Related: Abuse The Abuser: Should You Give A Narcissist A Taste Of Their Own Medicine?

I, I, I… never you!

Narcissists will also refuse to spend any of their own money on dates or spoil their partner. They will never offer to pay, and if they do, it is simply for show. They may open their wallet to realize they’ve “lost” their credit card, or they may imply that the trip is their “treat” and then hand you half of the bill.

Narcissists are never generous with their own money, but they do expect others to meet their needs (Burgemeester, 2021).

A sense of entitlement reinforces the narcissist’s reality, and they truly believe they deserve whatever they ask for (Burgemeester, 2021). Some narcissists go into insane debt to keep up appearances and to please themselves; Other narcissists incur an insane debt to others to keep them happy.

The narcissist will also convince a partner to enter into a loan or financing contract with them so that they can afford something they previously could not afford. In this case, the effect is not on the narcissist’s credit score, but rather on his unsuspecting partner.
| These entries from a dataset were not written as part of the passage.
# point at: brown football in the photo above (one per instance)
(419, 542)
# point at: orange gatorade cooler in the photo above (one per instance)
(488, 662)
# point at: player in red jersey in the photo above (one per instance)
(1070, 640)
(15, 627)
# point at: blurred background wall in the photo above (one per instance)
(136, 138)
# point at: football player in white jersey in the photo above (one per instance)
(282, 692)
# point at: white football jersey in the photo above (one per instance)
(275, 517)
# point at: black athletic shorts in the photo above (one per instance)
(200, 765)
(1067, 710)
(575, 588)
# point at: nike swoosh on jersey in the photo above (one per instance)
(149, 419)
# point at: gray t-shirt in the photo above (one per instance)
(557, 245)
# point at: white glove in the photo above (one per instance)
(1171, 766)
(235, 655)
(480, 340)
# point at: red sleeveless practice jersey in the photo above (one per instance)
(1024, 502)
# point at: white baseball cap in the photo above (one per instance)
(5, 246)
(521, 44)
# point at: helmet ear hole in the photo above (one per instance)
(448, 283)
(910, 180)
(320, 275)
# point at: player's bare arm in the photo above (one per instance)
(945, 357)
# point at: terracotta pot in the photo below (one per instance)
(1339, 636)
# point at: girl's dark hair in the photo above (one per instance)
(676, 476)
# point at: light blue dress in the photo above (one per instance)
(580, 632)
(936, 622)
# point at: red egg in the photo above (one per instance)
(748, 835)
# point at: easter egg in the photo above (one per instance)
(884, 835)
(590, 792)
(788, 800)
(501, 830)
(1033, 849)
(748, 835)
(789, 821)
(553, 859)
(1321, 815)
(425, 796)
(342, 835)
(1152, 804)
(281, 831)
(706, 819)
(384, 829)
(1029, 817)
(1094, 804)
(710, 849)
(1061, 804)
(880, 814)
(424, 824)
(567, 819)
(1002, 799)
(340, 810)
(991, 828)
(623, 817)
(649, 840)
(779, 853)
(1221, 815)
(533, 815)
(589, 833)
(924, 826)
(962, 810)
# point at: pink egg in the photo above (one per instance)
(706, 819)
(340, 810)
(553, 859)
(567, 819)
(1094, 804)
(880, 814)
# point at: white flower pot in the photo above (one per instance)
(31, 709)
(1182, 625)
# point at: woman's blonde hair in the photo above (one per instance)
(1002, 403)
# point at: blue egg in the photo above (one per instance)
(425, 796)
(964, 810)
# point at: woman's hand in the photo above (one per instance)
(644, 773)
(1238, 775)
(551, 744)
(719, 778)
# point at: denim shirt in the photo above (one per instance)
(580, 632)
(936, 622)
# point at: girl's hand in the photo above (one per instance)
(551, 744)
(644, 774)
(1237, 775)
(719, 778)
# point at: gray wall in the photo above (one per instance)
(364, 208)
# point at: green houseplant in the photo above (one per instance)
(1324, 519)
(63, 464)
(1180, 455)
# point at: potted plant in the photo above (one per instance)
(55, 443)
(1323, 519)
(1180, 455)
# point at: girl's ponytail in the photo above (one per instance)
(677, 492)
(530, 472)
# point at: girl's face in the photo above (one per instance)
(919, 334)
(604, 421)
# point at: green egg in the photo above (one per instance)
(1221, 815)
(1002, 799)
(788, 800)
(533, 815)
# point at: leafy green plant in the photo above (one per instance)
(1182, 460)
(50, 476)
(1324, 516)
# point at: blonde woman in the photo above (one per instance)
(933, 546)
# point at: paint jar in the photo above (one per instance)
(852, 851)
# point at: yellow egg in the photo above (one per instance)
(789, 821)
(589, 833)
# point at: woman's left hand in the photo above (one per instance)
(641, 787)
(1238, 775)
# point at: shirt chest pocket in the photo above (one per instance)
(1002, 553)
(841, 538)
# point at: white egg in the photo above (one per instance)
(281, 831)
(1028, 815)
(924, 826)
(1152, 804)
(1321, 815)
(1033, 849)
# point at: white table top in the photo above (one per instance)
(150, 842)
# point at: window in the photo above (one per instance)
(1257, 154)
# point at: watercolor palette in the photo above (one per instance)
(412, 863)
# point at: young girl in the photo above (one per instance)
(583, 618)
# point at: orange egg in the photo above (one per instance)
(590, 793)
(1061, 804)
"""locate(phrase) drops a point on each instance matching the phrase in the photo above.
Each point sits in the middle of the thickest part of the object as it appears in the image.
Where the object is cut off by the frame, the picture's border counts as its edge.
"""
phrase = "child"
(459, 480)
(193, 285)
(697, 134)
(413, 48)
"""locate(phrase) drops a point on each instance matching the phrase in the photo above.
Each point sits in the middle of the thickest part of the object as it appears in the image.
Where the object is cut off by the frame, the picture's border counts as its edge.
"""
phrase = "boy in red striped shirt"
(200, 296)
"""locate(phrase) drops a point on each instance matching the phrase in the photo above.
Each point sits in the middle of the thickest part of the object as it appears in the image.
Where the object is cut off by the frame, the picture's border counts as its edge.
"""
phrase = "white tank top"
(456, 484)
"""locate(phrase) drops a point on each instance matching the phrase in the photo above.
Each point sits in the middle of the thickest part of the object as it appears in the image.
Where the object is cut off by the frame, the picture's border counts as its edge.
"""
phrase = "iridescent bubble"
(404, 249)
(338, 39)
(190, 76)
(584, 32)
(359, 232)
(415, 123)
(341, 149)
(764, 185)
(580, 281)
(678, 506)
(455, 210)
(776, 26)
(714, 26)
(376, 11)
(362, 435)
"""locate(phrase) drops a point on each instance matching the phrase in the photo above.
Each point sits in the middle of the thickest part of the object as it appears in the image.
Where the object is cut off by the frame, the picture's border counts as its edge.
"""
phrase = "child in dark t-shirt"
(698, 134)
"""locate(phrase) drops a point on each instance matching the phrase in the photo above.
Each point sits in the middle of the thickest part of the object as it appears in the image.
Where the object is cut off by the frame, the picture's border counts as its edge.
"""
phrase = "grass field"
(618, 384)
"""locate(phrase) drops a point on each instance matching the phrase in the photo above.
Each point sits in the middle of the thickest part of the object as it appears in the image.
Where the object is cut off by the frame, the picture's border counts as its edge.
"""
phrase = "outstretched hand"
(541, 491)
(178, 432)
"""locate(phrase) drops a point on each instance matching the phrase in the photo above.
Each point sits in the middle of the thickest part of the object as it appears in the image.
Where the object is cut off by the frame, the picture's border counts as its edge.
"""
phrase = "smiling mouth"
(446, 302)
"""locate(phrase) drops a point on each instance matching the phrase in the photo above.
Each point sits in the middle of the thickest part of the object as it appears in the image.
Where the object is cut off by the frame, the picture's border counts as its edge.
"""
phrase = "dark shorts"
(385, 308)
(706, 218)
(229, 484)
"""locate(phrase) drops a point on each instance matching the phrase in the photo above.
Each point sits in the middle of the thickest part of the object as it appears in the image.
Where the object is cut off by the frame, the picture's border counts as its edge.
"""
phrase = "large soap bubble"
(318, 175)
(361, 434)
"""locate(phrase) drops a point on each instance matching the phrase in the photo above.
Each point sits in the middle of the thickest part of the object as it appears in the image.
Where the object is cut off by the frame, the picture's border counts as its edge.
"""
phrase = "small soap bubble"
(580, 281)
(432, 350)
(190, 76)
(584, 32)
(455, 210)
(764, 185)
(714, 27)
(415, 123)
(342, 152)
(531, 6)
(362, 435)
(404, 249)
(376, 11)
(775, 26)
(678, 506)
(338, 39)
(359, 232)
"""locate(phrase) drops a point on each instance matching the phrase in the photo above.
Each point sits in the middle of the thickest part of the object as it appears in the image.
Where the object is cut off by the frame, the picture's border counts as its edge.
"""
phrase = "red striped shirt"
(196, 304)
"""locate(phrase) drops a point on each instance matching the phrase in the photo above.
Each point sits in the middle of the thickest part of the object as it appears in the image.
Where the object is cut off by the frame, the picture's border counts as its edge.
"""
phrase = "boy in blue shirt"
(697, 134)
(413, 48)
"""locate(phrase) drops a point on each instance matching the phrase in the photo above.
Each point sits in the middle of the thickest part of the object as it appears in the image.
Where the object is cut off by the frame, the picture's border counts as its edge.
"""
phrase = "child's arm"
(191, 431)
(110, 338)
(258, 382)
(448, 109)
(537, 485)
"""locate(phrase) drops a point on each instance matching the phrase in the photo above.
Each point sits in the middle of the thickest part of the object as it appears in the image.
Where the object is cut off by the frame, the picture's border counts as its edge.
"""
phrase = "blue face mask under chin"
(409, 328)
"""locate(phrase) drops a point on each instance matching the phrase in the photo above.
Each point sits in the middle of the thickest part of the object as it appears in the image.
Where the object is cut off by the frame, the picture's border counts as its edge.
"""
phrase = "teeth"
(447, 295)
Jenny’s ex-boyfriend couldn’t get a loan for the top-of-the-line car he wanted, so he convinced her to co-sign. Unbeknownst to Jenny, she was actually the first signatory to the lease and her former partner was the co-signer. “I thought I was co-signing until I started getting bills in the mail. We broke up, but my name is still on the car, and he refuses to change it.”

Narcissists are unable to care about anyone but themselves. It doesn’t matter if their financial demands hurt someone else. They deserve what they want, and they want what they ask for at any cost. They wouldn’t think twice about humiliating someone else or destroying credit scores if he got them what they wanted.

It is so exploitative that not even family is a priority, which is evident during divorces and custody settlements (APA, 2013; Hines, 2015). Narcissists thrive on mistreating others in order to feel important and soothe their egos, and will even resort to spreading rumors about another person if they believe they have been wronged.